7. Enjoy one of the many Special Events held at Koreshan
As I mentioned earlier, what finally got Alison and me to Koreshan was the other events that were also going on there. These included the farmer’s market where we ended our visit by stocking up on fresh vegetables – Canadians have no idea how good the Florida tomatoes are in winter. What we get at home are hard and tasteless. I also scored two packages of freshly ground Kenyan coffee from Francis and Georgeline Coffee which imports the beans and roasts them weekly. Ever since our recent visit to Kenya I have been hooked on the taste of Kenyan coffee and was doubtful of getting any in Fort Myers. My doubts were put to rest at Koreshan.
For women, the main attraction was definitely the quilt show. The Planetary Court was festooned with them, inside and out.
There were displays of quilt making for novices and experts alike as well as this lady who was demonstrating how to make yarn using a modern spinning wheel.
For men, the attraction was the display of antique engines on display, most in working order including this early version of a gas powered water pump.
This brightly coloured Willys-Overland Jeepster drew a lot of attention.
Future events at Koreshan include weekly concerts in Art Hall, cooking demonstrations, yoga and meditation sessions plus a number of events on the Estero River.
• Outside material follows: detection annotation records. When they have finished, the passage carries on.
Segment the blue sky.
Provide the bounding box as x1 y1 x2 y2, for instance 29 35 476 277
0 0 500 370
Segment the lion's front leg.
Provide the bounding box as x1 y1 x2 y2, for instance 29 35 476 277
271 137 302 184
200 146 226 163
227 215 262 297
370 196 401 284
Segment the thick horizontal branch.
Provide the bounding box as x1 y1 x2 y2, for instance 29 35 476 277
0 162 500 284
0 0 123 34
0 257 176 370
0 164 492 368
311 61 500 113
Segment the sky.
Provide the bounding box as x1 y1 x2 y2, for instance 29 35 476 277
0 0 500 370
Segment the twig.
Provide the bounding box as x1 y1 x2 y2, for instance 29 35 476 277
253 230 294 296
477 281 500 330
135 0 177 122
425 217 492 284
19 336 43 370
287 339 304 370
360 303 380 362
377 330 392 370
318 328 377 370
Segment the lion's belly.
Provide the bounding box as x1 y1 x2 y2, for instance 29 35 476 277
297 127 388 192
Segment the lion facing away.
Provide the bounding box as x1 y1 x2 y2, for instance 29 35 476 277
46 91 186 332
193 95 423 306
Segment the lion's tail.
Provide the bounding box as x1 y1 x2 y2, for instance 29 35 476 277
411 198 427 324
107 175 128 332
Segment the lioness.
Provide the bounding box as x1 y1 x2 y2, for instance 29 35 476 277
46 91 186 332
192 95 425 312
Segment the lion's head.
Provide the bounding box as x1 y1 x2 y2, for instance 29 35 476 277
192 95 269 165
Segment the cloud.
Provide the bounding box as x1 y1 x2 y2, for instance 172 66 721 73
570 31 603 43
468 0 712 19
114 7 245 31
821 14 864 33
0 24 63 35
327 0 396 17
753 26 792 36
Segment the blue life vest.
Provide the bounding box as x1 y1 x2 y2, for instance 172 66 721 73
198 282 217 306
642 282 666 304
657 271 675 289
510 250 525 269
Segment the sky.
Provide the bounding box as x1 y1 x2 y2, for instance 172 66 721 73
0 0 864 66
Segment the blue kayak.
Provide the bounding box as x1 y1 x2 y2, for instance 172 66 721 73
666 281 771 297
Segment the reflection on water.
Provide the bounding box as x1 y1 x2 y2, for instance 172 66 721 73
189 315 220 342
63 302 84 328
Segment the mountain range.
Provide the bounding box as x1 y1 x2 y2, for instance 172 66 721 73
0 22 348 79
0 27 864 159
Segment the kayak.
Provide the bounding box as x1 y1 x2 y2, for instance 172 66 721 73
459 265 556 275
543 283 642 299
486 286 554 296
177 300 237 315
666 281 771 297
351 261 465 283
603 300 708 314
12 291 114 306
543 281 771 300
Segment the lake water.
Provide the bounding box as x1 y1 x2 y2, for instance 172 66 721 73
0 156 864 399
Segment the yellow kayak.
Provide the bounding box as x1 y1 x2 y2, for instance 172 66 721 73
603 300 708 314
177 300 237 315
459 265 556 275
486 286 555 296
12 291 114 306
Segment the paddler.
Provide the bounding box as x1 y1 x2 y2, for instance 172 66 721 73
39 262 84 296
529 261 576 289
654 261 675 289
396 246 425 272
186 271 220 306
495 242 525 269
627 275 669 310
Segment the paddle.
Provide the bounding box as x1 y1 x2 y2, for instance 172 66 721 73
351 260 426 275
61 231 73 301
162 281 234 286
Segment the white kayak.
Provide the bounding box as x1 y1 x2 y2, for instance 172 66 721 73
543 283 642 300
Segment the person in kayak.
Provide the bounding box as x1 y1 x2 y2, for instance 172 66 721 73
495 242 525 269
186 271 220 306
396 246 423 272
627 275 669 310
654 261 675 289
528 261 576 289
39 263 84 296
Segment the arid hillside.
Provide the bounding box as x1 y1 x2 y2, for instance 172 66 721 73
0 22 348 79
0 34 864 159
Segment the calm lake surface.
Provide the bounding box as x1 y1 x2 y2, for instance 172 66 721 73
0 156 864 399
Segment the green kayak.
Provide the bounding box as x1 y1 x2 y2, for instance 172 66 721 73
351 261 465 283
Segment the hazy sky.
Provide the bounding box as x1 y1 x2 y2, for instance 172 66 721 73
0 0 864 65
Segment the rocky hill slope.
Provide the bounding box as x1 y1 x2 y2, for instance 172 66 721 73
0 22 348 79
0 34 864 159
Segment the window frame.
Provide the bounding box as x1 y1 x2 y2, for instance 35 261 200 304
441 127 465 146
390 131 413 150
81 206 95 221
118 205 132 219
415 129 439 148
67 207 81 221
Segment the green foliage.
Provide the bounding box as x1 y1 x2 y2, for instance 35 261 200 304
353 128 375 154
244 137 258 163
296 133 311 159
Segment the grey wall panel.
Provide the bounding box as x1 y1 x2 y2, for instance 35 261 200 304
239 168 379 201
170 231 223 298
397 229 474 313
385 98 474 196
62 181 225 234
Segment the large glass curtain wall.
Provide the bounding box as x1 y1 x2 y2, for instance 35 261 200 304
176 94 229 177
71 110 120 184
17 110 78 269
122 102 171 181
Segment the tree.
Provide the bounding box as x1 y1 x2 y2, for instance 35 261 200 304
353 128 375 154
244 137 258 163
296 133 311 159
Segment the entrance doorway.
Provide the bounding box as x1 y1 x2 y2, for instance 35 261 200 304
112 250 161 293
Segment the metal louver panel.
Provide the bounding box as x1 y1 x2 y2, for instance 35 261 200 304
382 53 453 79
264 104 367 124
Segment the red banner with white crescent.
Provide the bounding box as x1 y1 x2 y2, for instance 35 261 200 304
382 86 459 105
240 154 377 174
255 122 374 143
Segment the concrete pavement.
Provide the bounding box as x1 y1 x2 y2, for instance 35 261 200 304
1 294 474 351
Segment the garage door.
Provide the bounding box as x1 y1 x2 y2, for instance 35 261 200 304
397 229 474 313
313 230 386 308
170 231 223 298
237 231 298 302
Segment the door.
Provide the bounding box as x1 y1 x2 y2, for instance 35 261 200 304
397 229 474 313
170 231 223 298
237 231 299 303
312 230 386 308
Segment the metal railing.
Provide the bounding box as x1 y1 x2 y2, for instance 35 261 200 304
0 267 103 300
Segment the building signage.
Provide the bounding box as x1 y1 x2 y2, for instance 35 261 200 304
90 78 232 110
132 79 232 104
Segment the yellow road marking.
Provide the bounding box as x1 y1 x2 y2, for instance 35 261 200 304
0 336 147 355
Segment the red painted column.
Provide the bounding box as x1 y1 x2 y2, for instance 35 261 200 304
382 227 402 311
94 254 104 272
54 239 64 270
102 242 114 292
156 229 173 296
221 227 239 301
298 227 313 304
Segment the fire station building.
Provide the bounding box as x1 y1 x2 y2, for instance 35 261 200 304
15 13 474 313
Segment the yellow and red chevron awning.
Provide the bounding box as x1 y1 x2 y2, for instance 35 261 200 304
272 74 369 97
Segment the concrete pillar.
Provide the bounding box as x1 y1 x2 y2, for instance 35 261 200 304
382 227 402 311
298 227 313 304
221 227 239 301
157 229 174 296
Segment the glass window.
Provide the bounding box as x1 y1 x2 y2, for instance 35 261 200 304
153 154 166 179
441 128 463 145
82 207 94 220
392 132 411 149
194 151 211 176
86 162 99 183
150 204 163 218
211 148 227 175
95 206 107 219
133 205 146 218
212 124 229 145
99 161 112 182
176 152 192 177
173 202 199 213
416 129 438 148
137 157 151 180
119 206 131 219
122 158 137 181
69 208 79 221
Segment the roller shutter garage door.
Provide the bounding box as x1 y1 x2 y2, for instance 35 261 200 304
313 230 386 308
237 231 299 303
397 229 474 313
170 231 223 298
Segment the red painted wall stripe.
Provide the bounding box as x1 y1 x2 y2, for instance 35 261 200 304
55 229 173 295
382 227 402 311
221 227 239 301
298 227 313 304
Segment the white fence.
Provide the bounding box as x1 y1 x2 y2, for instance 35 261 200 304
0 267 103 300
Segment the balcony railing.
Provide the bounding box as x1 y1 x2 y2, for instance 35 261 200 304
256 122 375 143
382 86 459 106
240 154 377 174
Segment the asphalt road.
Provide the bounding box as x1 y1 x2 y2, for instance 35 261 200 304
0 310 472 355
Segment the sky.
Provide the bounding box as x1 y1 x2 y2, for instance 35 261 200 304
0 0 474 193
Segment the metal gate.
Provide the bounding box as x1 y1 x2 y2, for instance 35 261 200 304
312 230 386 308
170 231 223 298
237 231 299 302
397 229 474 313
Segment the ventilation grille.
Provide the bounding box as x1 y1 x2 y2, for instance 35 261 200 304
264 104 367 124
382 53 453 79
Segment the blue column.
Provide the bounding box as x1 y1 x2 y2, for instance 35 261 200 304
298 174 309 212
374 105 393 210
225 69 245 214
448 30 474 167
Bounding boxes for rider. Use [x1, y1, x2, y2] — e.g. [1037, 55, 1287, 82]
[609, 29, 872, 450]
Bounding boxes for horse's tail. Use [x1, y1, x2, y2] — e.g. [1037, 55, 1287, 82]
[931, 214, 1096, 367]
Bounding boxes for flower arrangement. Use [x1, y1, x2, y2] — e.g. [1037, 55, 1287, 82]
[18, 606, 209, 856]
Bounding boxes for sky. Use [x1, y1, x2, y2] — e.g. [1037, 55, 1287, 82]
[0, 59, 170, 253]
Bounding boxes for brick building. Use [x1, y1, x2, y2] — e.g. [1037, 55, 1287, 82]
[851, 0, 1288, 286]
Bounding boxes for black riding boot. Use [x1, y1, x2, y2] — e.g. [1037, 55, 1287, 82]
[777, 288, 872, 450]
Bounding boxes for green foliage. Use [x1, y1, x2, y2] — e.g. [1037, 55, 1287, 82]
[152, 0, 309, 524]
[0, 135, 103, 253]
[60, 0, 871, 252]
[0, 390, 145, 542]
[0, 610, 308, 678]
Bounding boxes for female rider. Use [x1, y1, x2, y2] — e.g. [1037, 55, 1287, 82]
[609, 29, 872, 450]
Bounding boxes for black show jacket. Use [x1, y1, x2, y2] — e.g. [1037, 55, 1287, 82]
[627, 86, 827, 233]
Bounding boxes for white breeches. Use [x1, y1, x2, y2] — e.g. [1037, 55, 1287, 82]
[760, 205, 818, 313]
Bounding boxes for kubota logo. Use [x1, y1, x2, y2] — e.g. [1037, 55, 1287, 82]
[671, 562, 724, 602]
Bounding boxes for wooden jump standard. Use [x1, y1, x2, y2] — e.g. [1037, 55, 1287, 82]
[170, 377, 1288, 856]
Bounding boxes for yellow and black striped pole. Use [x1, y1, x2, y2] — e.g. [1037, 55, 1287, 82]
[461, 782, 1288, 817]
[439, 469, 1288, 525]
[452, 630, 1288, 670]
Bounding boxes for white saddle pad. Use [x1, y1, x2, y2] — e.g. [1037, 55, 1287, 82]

Whether you think Cyrus Teed was a nut or a misunderstood humanitarian there can be no doubt that he has left the people of Florida a lasting legacy (and a great tourist attraction) in Koreshan State Historic Park.
One final note, I can find absolutely no evidence that there is any connection between the notorious cult leader Vernon Wayne Howell who also adopted the name Koresh, (adding David for good measure) and the Koreshans of Florida.